2) Exchange rate moves -- notably the dollar’s rise against the euro -- would have cut into the dollar value of China’s reserves in October and November. October in particular. I estimate that the valuation losses on China’s foreign exchange reserves in October and November were in the $65-70 billion range. That could explain a portion of the fall -- and it is consistent with an ongoing rise 9or at least stability) in China’s US holdings. But one would expect that the bulk of the valuation losses to come in October, not November.* And if the dollar’s recent slide is sustained for another week, valuation gains on China’s euros and the like should add around $50 billion to China’s reported December reserves.

3) If -- as is widely believed -- SAFE put about 5% of its portfolio into equities in 2007 and early 2008 and if SAFE marks its equity portfolio to market, it should have additional valuation losses in October and November. On the other hand, this also should have an impact on the q3 data -- especially the data for September. I simply don’t yet know how SAFE is accounting for fluctuations in its equity portfolio. But so long as China put no more than 5% of its reserves into equities, it is hard to see how q4 losses could top $25 billion ...

4) The market -- the offshore market for betting on the future direction of the yuan -- now expects a depreciation of the Chinese yuan. The surprising rise in Hong Kong’s reserves in November suggests that many in Hong Kong are no longer betting on yuan appreciation, and consequently have moved money back into the Hong Kong dollar. The sharp slowdown in activity in China also provides another reason for hot money to move out of China ...

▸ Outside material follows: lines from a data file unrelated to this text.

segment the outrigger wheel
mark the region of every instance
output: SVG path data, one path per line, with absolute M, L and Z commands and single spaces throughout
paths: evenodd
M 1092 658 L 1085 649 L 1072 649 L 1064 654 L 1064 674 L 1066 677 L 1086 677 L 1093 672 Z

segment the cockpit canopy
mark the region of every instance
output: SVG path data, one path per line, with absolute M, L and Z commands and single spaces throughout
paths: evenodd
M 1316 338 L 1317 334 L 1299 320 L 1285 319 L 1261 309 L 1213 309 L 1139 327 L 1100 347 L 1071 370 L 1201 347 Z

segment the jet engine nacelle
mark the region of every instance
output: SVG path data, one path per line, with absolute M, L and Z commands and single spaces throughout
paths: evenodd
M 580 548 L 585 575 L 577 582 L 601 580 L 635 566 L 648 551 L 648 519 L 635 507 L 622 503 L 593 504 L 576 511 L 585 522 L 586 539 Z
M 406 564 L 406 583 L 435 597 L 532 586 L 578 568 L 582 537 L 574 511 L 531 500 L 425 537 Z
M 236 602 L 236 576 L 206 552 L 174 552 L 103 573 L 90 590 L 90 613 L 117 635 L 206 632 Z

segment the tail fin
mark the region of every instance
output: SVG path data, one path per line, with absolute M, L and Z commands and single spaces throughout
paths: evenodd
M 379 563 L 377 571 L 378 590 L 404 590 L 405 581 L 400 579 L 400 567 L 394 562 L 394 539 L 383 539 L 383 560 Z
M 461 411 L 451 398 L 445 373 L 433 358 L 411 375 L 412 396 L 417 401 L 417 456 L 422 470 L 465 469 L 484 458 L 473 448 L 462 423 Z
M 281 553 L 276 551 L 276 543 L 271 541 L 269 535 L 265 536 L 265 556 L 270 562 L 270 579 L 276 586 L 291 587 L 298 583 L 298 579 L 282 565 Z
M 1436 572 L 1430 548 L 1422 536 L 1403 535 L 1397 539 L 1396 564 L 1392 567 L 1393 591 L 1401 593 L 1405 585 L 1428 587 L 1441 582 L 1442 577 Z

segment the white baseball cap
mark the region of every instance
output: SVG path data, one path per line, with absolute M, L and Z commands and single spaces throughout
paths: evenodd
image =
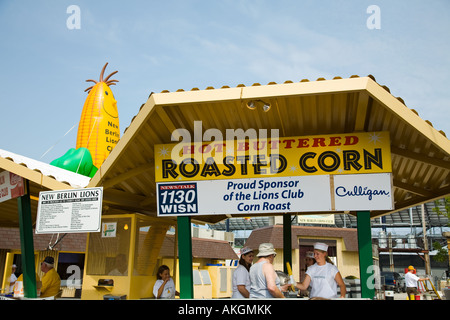
M 315 250 L 327 251 L 328 250 L 328 245 L 326 243 L 323 243 L 323 242 L 316 242 L 316 243 L 314 243 L 314 249 Z
M 253 249 L 251 249 L 251 248 L 249 248 L 249 247 L 244 247 L 244 248 L 241 248 L 241 254 L 247 254 L 247 253 L 249 253 L 249 252 L 252 252 L 253 251 Z

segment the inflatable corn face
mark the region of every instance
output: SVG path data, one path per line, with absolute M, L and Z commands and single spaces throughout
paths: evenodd
M 92 156 L 93 164 L 97 168 L 111 153 L 120 138 L 119 113 L 117 111 L 117 101 L 109 88 L 115 85 L 118 80 L 110 80 L 116 74 L 114 71 L 106 78 L 103 78 L 105 64 L 99 81 L 95 85 L 87 88 L 88 96 L 81 112 L 80 123 L 78 125 L 76 148 L 87 148 Z

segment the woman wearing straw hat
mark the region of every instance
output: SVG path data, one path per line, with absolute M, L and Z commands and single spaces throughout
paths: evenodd
M 284 298 L 281 290 L 285 291 L 289 284 L 280 287 L 280 279 L 273 267 L 276 255 L 273 244 L 260 244 L 259 252 L 256 255 L 259 260 L 250 268 L 250 298 Z
M 316 263 L 306 271 L 305 280 L 302 283 L 297 282 L 296 287 L 300 290 L 306 290 L 311 284 L 310 298 L 331 299 L 337 297 L 337 286 L 341 289 L 341 298 L 345 298 L 347 290 L 345 288 L 342 276 L 328 258 L 328 245 L 317 242 L 314 244 L 314 258 Z

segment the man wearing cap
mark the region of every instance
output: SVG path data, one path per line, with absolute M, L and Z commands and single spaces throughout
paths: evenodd
M 17 266 L 15 264 L 12 265 L 11 267 L 12 271 L 11 271 L 11 276 L 9 277 L 9 292 L 13 292 L 14 291 L 14 284 L 17 281 L 17 277 L 16 277 L 16 270 L 17 270 Z
M 341 289 L 341 298 L 345 298 L 347 290 L 344 280 L 328 258 L 328 245 L 317 242 L 314 244 L 314 258 L 316 263 L 306 271 L 305 280 L 302 283 L 297 282 L 296 287 L 300 290 L 306 290 L 311 284 L 310 298 L 332 299 L 337 297 L 337 286 Z
M 417 291 L 417 281 L 428 280 L 428 278 L 419 278 L 415 275 L 415 272 L 416 269 L 414 269 L 413 266 L 409 266 L 408 272 L 405 274 L 406 294 L 408 295 L 408 297 L 411 297 L 411 295 L 419 294 L 419 291 Z
M 280 287 L 280 279 L 273 267 L 276 256 L 273 244 L 261 243 L 256 256 L 259 260 L 250 268 L 250 298 L 284 298 L 281 290 L 286 290 L 289 284 Z
M 61 287 L 61 278 L 53 267 L 55 260 L 53 257 L 45 257 L 41 262 L 42 277 L 41 298 L 53 297 L 58 294 Z

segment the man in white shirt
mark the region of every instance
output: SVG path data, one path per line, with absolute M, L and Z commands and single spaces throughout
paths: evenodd
M 17 266 L 15 264 L 13 264 L 11 268 L 12 268 L 12 272 L 11 272 L 11 276 L 9 277 L 9 292 L 14 291 L 14 284 L 17 281 L 17 277 L 15 275 Z
M 411 296 L 419 294 L 417 291 L 417 281 L 428 280 L 428 278 L 419 278 L 415 275 L 415 269 L 413 266 L 408 267 L 408 272 L 405 274 L 406 293 L 410 300 L 414 300 Z

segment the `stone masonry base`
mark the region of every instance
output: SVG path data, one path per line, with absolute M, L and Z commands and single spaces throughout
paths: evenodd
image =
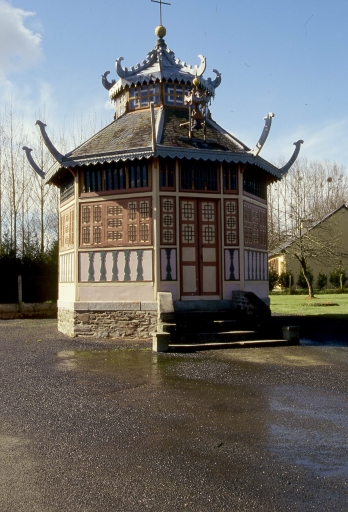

5) A strong dollar -- whether in 1998, after the Asian crisis, or in 2008, after the Lehman crisis -- historically has been associated with hot money outflows from China. Chinese investors tend to believe that the yuan will rise against the dollar when the dollar is weak, and to worry that the yuan might depreciate against the dollar when the dollar is strong. To the extent this is true, a lot more money would be expected to have left China in November than December.

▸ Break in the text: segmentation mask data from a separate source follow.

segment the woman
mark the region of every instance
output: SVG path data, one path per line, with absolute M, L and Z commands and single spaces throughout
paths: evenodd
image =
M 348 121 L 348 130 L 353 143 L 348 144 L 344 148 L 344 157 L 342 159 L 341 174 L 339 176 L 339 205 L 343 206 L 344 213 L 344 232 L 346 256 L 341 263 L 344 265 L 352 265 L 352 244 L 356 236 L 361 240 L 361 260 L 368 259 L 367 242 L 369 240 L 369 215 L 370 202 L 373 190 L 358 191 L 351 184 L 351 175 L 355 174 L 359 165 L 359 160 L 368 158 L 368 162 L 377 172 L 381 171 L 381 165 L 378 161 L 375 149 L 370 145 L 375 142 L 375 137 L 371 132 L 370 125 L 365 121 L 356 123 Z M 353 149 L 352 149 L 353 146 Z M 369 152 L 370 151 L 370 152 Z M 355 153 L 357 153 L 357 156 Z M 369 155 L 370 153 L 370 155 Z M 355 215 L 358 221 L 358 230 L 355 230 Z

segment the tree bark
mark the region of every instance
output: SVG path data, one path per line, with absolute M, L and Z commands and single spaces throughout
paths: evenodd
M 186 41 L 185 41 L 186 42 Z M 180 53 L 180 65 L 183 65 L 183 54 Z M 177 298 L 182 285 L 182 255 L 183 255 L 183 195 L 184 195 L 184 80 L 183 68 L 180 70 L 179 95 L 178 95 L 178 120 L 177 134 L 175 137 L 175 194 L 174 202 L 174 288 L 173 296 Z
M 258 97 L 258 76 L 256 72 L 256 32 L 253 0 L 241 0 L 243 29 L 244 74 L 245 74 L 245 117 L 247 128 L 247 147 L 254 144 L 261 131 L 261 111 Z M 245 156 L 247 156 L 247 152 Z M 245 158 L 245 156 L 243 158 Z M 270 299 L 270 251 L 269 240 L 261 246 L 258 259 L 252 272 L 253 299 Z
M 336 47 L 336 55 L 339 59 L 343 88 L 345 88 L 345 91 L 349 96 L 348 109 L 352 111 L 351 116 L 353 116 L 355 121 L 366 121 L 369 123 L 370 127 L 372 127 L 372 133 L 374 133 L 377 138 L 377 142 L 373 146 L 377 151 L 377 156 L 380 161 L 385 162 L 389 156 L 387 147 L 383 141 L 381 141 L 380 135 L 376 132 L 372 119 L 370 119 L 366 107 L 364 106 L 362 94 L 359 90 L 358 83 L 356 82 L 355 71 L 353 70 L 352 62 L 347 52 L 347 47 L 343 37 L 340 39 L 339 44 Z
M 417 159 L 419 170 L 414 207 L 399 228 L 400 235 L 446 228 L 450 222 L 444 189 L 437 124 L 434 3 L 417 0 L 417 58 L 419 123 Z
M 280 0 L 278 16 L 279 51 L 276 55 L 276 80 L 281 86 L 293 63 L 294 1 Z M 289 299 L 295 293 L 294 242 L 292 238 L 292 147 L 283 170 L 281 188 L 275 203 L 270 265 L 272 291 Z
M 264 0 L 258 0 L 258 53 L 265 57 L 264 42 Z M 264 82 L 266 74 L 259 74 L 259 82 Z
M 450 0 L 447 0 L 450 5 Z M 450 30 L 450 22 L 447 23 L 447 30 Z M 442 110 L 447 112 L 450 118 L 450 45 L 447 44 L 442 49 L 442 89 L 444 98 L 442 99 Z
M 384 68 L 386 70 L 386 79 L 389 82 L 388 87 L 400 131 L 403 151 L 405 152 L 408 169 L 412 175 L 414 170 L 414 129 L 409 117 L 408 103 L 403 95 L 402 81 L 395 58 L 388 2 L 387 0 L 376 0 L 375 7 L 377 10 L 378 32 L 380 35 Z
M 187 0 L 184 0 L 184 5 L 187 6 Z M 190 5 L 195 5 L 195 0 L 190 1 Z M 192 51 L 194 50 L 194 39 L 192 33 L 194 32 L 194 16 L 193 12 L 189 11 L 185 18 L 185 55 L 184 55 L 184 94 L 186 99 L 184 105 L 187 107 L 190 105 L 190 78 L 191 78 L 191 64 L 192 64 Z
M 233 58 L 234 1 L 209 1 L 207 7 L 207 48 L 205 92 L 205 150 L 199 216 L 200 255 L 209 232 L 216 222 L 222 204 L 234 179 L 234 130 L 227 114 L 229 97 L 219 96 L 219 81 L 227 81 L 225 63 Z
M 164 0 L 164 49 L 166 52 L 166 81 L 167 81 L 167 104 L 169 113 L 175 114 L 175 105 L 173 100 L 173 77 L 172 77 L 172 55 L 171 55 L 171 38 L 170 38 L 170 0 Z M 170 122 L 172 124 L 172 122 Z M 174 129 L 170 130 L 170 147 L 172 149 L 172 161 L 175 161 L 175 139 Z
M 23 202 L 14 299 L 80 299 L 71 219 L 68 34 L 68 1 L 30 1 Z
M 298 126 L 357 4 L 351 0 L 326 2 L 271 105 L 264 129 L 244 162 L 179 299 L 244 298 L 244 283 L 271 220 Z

Bottom line: I don’t think anyone outside SAFE has a good read on what is really happening. Today’s leaks probably refer to end November numbers. The end December numbers should be back above $1.9 trillion absent enormous capital outflows. Currency moves will push up the dollar value of China’s reserves in December, after pushing them down in October and November. Roughly $20 billion in valuation losses from currency moves isn’t enough to offset China’s likely q4 trade surplus ($75 billion in the first two months, likely to be close to $100 billion for the quarter). Even if $25 billion in equity losses are added to the $20 billion in estimated currency losses, China’s reserves should still be growing absent significant capital outflows ...

There is a bigger point as well: China doesn’t release its reserves data in a transparent way. The CIC hasn’t carried through on its stated desire to be as transparent as Norway’s sovereign fund. And the PBoC is less transparent than most other central banks. Even the Saudis -- hardly a beacon of transparency -- have formally released data on their October reserves. The main reason outsiders don’t know what is happening is that China’s leadership doesn’t want seem to want outsiders to know what is happening ...

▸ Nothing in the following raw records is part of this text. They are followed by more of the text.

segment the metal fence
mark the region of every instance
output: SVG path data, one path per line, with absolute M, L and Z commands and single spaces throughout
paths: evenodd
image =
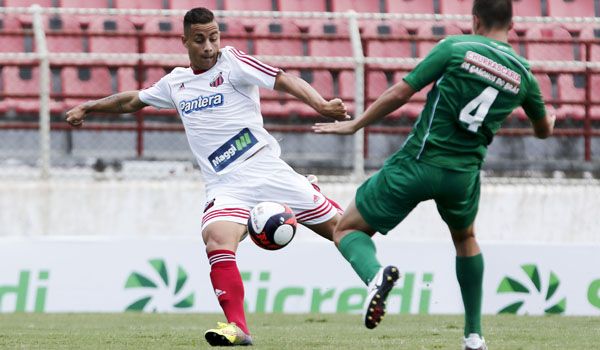
M 87 99 L 151 85 L 189 64 L 178 10 L 0 8 L 0 177 L 162 178 L 197 176 L 173 111 L 62 122 Z M 470 16 L 215 11 L 232 45 L 307 80 L 359 116 L 445 35 L 469 32 Z M 600 20 L 515 18 L 513 47 L 532 63 L 556 137 L 536 140 L 522 111 L 489 150 L 493 174 L 600 177 Z M 290 96 L 262 91 L 265 125 L 300 171 L 362 178 L 400 147 L 425 91 L 353 137 L 315 135 L 323 118 Z

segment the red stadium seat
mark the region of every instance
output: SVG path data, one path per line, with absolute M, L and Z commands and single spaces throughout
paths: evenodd
M 118 9 L 162 9 L 163 0 L 113 0 Z
M 217 5 L 217 0 L 170 0 L 173 10 L 190 10 L 194 7 L 206 7 L 209 10 L 222 10 Z
M 513 0 L 513 15 L 539 17 L 542 15 L 541 0 Z
M 279 11 L 327 11 L 327 0 L 279 0 Z
M 365 56 L 411 57 L 408 40 L 390 40 L 398 37 L 408 37 L 408 30 L 400 23 L 371 21 L 364 23 L 363 38 L 367 44 Z
M 69 95 L 89 95 L 104 97 L 118 92 L 113 87 L 113 79 L 106 67 L 78 68 L 65 67 L 61 73 L 63 93 Z
M 225 10 L 238 11 L 277 11 L 272 0 L 223 0 Z
M 308 48 L 311 56 L 352 56 L 352 45 L 346 22 L 314 21 L 309 26 L 308 33 L 310 36 Z
M 256 55 L 302 56 L 302 40 L 300 29 L 291 20 L 261 22 L 254 27 L 254 34 L 263 38 L 254 40 Z M 281 39 L 282 36 L 293 36 L 295 39 Z
M 440 0 L 440 13 L 444 15 L 470 15 L 472 0 Z
M 46 43 L 50 52 L 84 52 L 83 31 L 72 16 L 45 18 Z
M 527 31 L 525 37 L 528 39 L 543 40 L 573 40 L 571 34 L 569 34 L 569 32 L 566 29 L 558 26 L 533 27 Z M 532 61 L 572 61 L 575 59 L 575 54 L 573 51 L 573 44 L 571 43 L 529 43 L 527 44 L 527 58 Z
M 550 17 L 595 17 L 594 0 L 547 0 Z
M 350 114 L 354 113 L 354 97 L 356 96 L 354 81 L 354 71 L 341 71 L 337 76 L 337 93 L 339 97 L 344 100 Z
M 183 27 L 174 17 L 157 17 L 144 25 L 145 51 L 147 53 L 186 53 L 181 42 Z
M 587 41 L 595 41 L 595 43 L 590 45 L 590 60 L 597 62 L 600 61 L 600 43 L 598 43 L 598 39 L 600 39 L 600 27 L 595 26 L 586 26 L 584 27 L 580 34 L 579 38 Z M 584 45 L 582 45 L 584 47 Z M 581 55 L 585 59 L 586 51 L 585 48 L 581 50 Z
M 585 76 L 560 74 L 558 76 L 558 96 L 561 100 L 584 102 Z M 558 109 L 558 116 L 581 120 L 585 118 L 585 107 L 583 105 L 563 104 Z
M 449 23 L 423 23 L 417 29 L 417 37 L 419 38 L 435 38 L 436 41 L 419 41 L 417 42 L 417 54 L 419 57 L 425 57 L 429 51 L 443 38 L 448 35 L 463 34 L 459 27 Z
M 379 7 L 379 1 L 365 0 L 331 0 L 331 8 L 335 12 L 383 12 Z
M 244 24 L 235 18 L 219 18 L 221 32 L 221 47 L 233 46 L 238 50 L 250 52 L 249 37 Z
M 4 82 L 3 93 L 10 95 L 4 99 L 4 107 L 24 113 L 39 111 L 39 97 L 27 96 L 36 95 L 37 92 L 40 91 L 39 68 L 16 66 L 3 67 L 2 81 Z M 7 84 L 6 82 L 10 83 Z M 64 105 L 62 102 L 50 99 L 50 112 L 60 113 L 63 110 Z
M 23 27 L 16 16 L 0 15 L 0 52 L 24 52 Z
M 427 13 L 434 12 L 433 0 L 386 0 L 390 13 Z
M 123 17 L 96 17 L 89 25 L 90 52 L 137 53 L 138 39 L 133 23 Z M 113 63 L 135 63 L 136 59 L 111 60 Z
M 591 81 L 592 81 L 592 94 L 591 94 L 591 99 L 590 101 L 592 103 L 596 103 L 595 105 L 592 104 L 591 108 L 590 108 L 590 114 L 591 114 L 591 118 L 592 120 L 600 120 L 600 94 L 595 93 L 596 91 L 600 91 L 600 75 L 598 74 L 593 74 L 591 77 Z
M 52 0 L 4 0 L 4 7 L 29 7 L 33 4 L 52 7 Z
M 558 96 L 552 94 L 552 81 L 550 80 L 548 74 L 536 73 L 534 74 L 534 76 L 535 80 L 537 80 L 538 85 L 540 86 L 540 92 L 542 93 L 544 101 L 549 101 L 558 98 Z
M 73 8 L 108 8 L 109 0 L 60 0 L 60 7 Z
M 391 84 L 388 84 L 388 79 L 384 71 L 370 71 L 367 73 L 367 88 L 366 96 L 370 102 L 375 101 L 381 94 L 387 90 Z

* If China’s headline reserves fell by around $16b in October (as one source suggests), that doesn’t imply that any money actually left China. Currency valuation losses in October could easily have been over $60 billion -- which would imply underlying reserve growth was still positive. Very roughly, $60b - $15 = $45b in "valuation adjusted" reserve growth, or about $10b more than implied by China’s October trade surplus. On the other hand, the PBoC’s other foreign assets (the dollar reserve requirement imposed on the state banks) fell in October -- which might otherwise have been expected to have pushed China’s headline reserves up more. All in all, the limited available data suggests modest hot money outflows in October. I would guess those outflows picked up in November -- and don’t yet have a guess for December.